3:40 am: you never wrote back on my facebook wall
By the way the fattest man alive got married yesterday and I don't even have a boyfriend.
saw "Pah-jure" lube. Thought of you. Wearing the same clothes to work tomorrow.
I stayed in, ate a pint of Hagen daas and watched a movie about aids. Soooooooo single.
So I just went home and made my own spanx by cutting the legs off of a pair of nylons. I'm either a genius or missed my calling to live in a trailer park.
I'm outside your house...sorry I feel like I don't need formal invites anymore.
I'm using process of elimination to determine which of our neighbors i fucked last night.
I started making breakfast to subdue the hangover and last of the shrooms and only got as far as eating a half frozen pierogi out of a dixie cup.
there are ass prints on the hood of my car.

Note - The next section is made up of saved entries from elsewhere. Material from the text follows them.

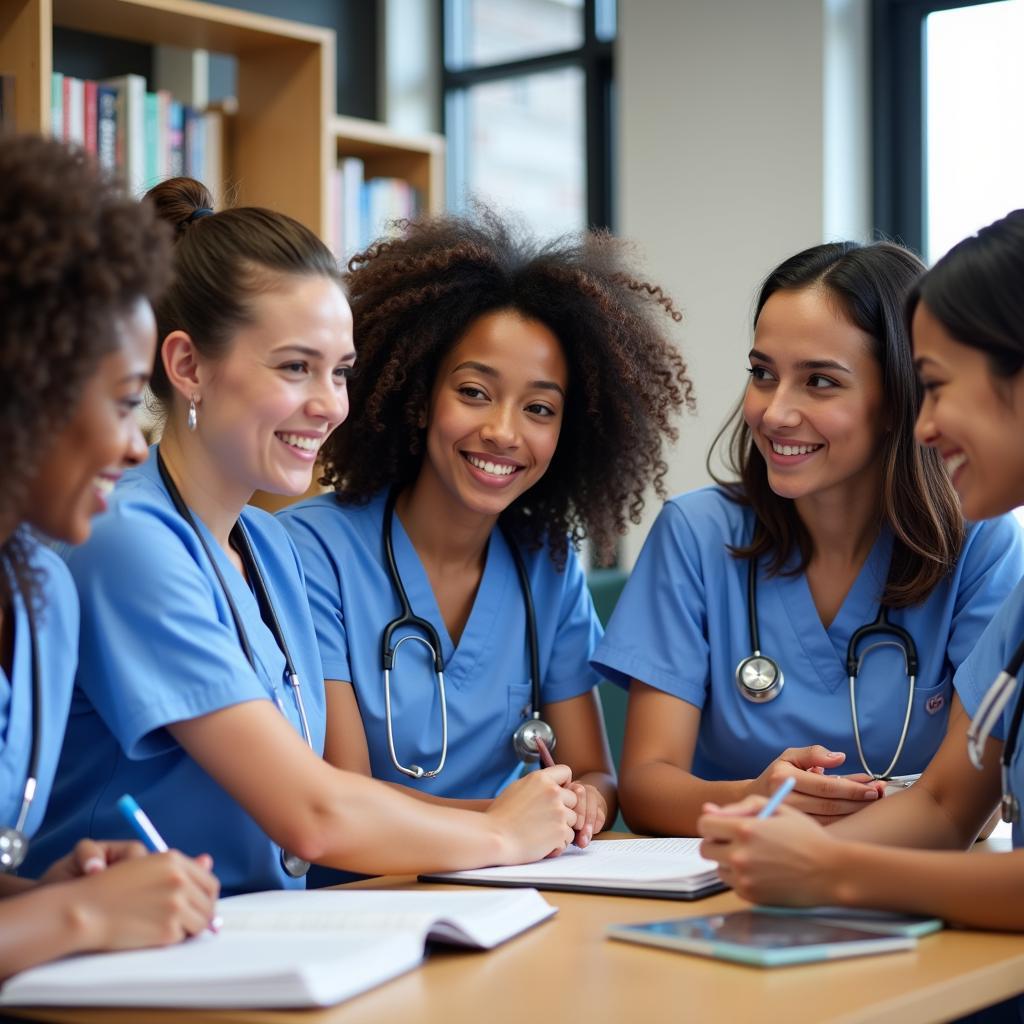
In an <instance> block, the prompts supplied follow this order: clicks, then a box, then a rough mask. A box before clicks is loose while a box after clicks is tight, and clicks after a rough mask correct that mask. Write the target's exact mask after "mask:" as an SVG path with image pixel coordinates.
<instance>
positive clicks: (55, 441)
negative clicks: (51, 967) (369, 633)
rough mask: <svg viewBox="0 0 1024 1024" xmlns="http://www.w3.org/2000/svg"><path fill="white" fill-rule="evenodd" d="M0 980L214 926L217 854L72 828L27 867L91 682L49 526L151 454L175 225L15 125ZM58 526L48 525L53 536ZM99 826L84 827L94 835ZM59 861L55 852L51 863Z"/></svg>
mask: <svg viewBox="0 0 1024 1024" xmlns="http://www.w3.org/2000/svg"><path fill="white" fill-rule="evenodd" d="M0 181H2V182H3V187H2V188H0V228H2V229H0V465H2V466H3V467H4V483H3V487H2V488H0V735H2V737H3V740H2V743H0V897H3V899H2V900H0V978H6V977H7V976H8V975H10V974H13V973H14V972H16V971H20V970H24V969H25V968H28V967H32V966H33V965H35V964H39V963H41V962H43V961H47V959H52V958H54V957H57V956H63V955H68V954H70V953H76V952H85V951H88V950H100V949H125V948H130V947H134V946H152V945H162V944H165V943H168V942H173V941H176V940H178V939H181V938H184V937H185V936H187V935H195V934H197V933H198V932H201V931H203V930H204V929H205V928H206V927H207V926H208V925H209V923H210V920H211V916H212V914H213V905H214V900H215V899H216V896H217V880H216V879H215V878H214V877H213V874H212V873H211V871H210V866H211V861H210V858H209V857H208V856H206V855H203V856H200V857H197V858H196V859H195V860H193V859H190V858H187V857H183V856H182V855H181V854H179V853H176V852H171V853H166V854H161V855H158V856H153V857H150V856H145V855H144V854H145V851H144V850H143V849H142V847H141V845H140V844H138V843H117V842H93V841H89V840H84V841H82V842H80V843H78V845H77V846H75V848H74V850H72V852H71V853H69V852H68V851H69V850H71V849H72V846H73V845H74V840H75V838H76V837H69V841H68V843H67V844H66V845H65V846H63V847H61V849H60V850H55V851H53V856H52V857H51V858H49V859H48V860H45V861H43V862H42V864H41V867H46V866H47V865H50V866H49V867H48V869H47V870H46V871H45V873H43V876H42V878H41V879H40V880H39V883H38V884H33V883H32V882H30V881H29V880H27V879H24V878H16V877H15V873H14V872H16V870H17V869H18V867H19V866H20V864H22V862H23V858H24V857H25V854H26V852H27V848H29V847H32V846H33V845H34V844H35V838H34V836H35V834H36V831H37V829H38V828H39V826H40V823H41V821H42V819H43V812H44V809H45V807H46V803H47V801H48V799H49V796H50V787H51V785H52V782H53V776H54V772H55V769H56V763H57V756H58V754H59V751H60V739H61V736H62V735H63V731H65V724H66V722H67V719H68V709H69V703H70V701H71V695H72V683H73V680H74V678H75V663H76V655H77V644H78V629H79V606H78V599H77V597H76V595H75V588H74V585H73V584H72V581H71V579H70V577H69V574H68V570H67V568H66V567H65V565H63V563H62V562H61V561H60V559H59V558H58V557H57V556H56V555H55V554H53V552H52V551H50V550H49V548H48V547H47V546H46V545H45V543H44V542H43V540H42V537H45V538H50V539H52V540H58V541H67V542H69V543H72V544H79V543H81V542H82V541H84V540H85V539H86V538H87V537H88V536H89V530H90V526H91V520H92V517H93V516H94V515H96V514H97V513H99V512H102V511H103V509H104V508H105V501H106V495H108V494H109V492H110V489H111V487H112V486H113V484H114V481H115V480H116V479H117V477H118V476H120V475H121V473H122V472H123V470H124V469H125V468H126V467H128V466H132V465H134V464H136V463H139V462H141V461H142V460H143V459H145V444H144V442H143V441H142V437H141V435H140V434H139V431H138V427H137V425H136V423H135V419H134V416H133V411H134V409H135V407H136V406H137V404H138V402H139V400H140V395H141V391H142V388H143V387H144V385H145V381H146V380H147V378H148V376H150V367H151V365H152V362H153V351H154V344H155V340H156V339H155V333H156V332H155V329H154V321H153V310H152V308H151V306H150V302H151V301H152V300H153V299H154V298H156V297H157V295H158V294H159V293H160V292H161V291H162V289H163V288H164V286H165V284H166V281H167V270H168V245H167V239H166V237H165V233H164V230H163V227H162V225H160V224H158V223H157V222H156V220H155V218H154V217H153V215H152V213H151V212H150V211H148V210H144V209H142V208H140V207H139V206H138V205H137V204H135V203H132V202H131V201H130V200H129V199H128V198H127V197H126V196H124V195H123V193H122V191H121V190H120V189H118V188H116V187H115V186H114V185H113V183H112V182H110V181H108V180H106V179H104V178H103V177H101V175H100V173H99V171H98V169H97V168H96V167H95V166H94V165H93V164H92V163H91V162H90V161H88V160H87V159H86V157H85V156H84V155H83V154H81V153H79V152H76V151H72V150H69V148H67V147H65V146H62V145H61V144H59V143H58V142H55V141H52V140H48V139H41V138H36V137H30V136H24V137H17V138H6V139H0ZM41 535H42V537H41ZM84 834H85V831H84V830H83V831H82V833H79V834H78V835H84ZM56 857H60V859H59V860H56V862H55V863H52V864H51V863H50V861H51V860H54V859H55V858H56Z"/></svg>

thanks for the bloody nose. you probably dont remember, i'm not mad.. only because your boobs are to blame
Caught in the act of lying. Lipstick literally all over his dick. He tried to make some story about darkwing duck or some shit but failed to realize he is a complete moron.
I blame it on the rum. It keeps jumpng doqn my throst.
It's really funny to see the look on the sales lady's face when she asks why you're replacing a painting. "I knocked it off the wall during sex w/ my heels," wasn't what she expected.
Riding the train home at 6 am for class still drunk is losing its novelty in my junior year
I've never had to kick an employee out of bed to go to work before.
I went to finger her and found a penny. I think ill keep it.